IOSVLM: A 3D Vision-Language Model for Unified Dental Diagnosis from Intraoral Scans

3D intraoral scans (IOS) are increasingly adopted in routine dentistry due to abundant geometric evidence, and unified multi-disease diagnosis is desirable for clinical documentation and communication. While recent works introduce dental vision-language models (VLMs) to enable unified diagnosis and report generation on 2D images or multi-view images rendered from IOS, they do not fully leverage native 3D geometry. Such work is necessary and also challenging, due to: (i) heterogeneous scan forms and the complex IOS topology, (ii) multi-disease co-occurrence with class imbalance and fine-grained morphological ambiguity, (iii) limited paired 3D IOS-text data. Thus, we present IOSVLM, an end-to-end 3D VLM that represents scans as point clouds and follows a 3D encoder-projector-LLM design for unified diagnosis and generative visual question-answering (VQA), together with IOSVQA, a large-scale multi-source IOS diagnosis VQA dataset comprising 19,002 cases and 249,055 VQA pairs over 23 oral diseases and heterogeneous scan types. To address the distribution gap between color-free IOS data and color-dependent 3D pre-training, we propose a geometry-to-chromatic proxy that stabilizes fine-grained geometric perception and cross-modal alignment. A two-stage curriculum training strategy further enhances robustness. IOSVLM consistently outperforms strong baselines, achieving gains of at least +9.58% macro accuracy and +1.46% macro F1, indicating the effectiveness of direct 3D geometry modeling for IOS-based diagnosis.

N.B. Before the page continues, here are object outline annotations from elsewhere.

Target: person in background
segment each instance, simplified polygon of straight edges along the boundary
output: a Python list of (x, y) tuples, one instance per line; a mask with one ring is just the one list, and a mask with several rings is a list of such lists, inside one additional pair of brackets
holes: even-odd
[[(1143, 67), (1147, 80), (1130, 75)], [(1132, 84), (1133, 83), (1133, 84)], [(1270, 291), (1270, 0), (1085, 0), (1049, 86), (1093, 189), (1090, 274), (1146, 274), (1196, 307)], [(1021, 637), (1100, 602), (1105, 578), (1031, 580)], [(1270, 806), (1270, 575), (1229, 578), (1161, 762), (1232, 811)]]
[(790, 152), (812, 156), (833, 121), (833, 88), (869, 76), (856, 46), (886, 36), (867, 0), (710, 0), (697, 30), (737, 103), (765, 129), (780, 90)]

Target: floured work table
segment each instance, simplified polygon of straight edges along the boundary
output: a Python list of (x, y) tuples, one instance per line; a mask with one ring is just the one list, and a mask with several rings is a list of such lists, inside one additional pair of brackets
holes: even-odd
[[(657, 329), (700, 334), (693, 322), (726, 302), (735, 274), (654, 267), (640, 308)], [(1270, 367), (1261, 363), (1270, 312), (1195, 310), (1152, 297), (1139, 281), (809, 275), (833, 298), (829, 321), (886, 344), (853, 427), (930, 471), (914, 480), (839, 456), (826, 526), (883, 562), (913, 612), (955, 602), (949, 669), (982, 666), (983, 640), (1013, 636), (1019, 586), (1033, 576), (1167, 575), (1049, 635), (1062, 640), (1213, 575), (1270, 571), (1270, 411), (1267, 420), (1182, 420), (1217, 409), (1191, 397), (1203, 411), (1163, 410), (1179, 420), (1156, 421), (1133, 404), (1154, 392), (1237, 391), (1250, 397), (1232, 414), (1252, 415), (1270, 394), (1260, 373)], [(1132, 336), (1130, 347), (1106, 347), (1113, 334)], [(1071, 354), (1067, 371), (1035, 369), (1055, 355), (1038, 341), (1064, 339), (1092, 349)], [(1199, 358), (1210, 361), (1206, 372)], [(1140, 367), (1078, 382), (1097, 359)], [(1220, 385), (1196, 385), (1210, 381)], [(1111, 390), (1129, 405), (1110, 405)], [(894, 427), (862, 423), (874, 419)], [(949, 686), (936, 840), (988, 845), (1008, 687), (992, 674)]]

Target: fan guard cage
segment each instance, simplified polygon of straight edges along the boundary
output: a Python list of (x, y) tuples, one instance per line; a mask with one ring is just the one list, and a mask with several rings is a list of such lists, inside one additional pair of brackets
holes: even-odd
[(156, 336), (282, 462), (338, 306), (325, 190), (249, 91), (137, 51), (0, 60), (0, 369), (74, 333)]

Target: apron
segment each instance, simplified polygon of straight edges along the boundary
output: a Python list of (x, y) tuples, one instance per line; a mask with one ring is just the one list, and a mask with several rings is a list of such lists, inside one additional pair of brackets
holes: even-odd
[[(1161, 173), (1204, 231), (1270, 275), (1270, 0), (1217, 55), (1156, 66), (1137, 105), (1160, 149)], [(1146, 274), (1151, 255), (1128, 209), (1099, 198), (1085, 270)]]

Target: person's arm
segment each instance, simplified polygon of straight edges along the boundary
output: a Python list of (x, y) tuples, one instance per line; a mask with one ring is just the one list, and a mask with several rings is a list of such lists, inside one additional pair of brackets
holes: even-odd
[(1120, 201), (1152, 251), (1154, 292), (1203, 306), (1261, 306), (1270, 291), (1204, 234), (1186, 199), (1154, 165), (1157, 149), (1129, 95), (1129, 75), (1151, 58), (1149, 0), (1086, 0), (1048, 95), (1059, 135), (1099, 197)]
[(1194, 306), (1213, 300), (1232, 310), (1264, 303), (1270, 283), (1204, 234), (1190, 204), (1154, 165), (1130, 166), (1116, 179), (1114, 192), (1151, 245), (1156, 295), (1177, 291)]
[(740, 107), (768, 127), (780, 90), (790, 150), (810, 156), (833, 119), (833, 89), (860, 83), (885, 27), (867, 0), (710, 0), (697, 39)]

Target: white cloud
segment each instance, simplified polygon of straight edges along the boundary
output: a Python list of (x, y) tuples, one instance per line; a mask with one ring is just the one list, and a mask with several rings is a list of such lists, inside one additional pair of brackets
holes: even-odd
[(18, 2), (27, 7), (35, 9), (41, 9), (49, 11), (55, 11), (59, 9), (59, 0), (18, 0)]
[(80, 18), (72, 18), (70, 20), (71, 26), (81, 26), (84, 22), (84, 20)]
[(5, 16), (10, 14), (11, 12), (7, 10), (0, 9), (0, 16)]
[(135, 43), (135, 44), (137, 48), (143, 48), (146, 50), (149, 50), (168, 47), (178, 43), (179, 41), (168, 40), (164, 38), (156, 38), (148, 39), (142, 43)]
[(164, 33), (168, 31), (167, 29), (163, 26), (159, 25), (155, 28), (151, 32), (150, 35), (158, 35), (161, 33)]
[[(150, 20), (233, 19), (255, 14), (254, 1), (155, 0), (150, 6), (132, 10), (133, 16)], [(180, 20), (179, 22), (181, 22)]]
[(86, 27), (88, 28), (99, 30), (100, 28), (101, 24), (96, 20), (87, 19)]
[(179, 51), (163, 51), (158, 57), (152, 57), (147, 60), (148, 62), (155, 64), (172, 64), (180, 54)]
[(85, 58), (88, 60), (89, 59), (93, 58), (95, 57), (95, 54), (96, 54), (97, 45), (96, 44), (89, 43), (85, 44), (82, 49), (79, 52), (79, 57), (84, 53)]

翻译：三维口内扫描（IOS）因其丰富的几何证据在常规牙科诊疗中日益普及，而统一的多疾病诊断对于临床记录与交流具有重要价值。尽管近期研究引入了牙科视觉-语言模型（VLM），以实现在二维图像或由IOS渲染的多视角图像上的统一诊断与报告生成，但这些方法未能充分利用原生三维几何信息。此类研究既具必要性又面临挑战，主要源于：（i）异构的扫描形态与复杂的IOS拓扑结构；（ii）多疾病共现伴随的类别不平衡与细粒度形态学模糊性；（iii）有限的三维IOS-文本配对数据。为此，我们提出IOSVLM——一种端到端的三维VLM，该模型将扫描数据表示为点云，并采用三维编码器-投影器-大语言模型架构，以实现统一诊断与生成式视觉问答（VQA）。同时，我们构建了IOSVQA，一个大规模多源IOS诊断VQA数据集，包含19,002个病例、249,055个VQA对，涵盖23种口腔疾病及多种异构扫描类型。为弥合无色IOS数据与依赖颜色的三维预训练之间的分布差异，我们提出一种几何-色彩代理机制，以稳定细粒度几何感知与跨模态对齐。进一步采用两阶段课程训练策略以增强模型鲁棒性。IOSVLM在各项基准测试中均显著优于现有强基线模型，宏准确率提升至少+9.58%，宏F1分数提升至少+1.46%，这验证了直接三维几何建模在IOS诊断中的有效性。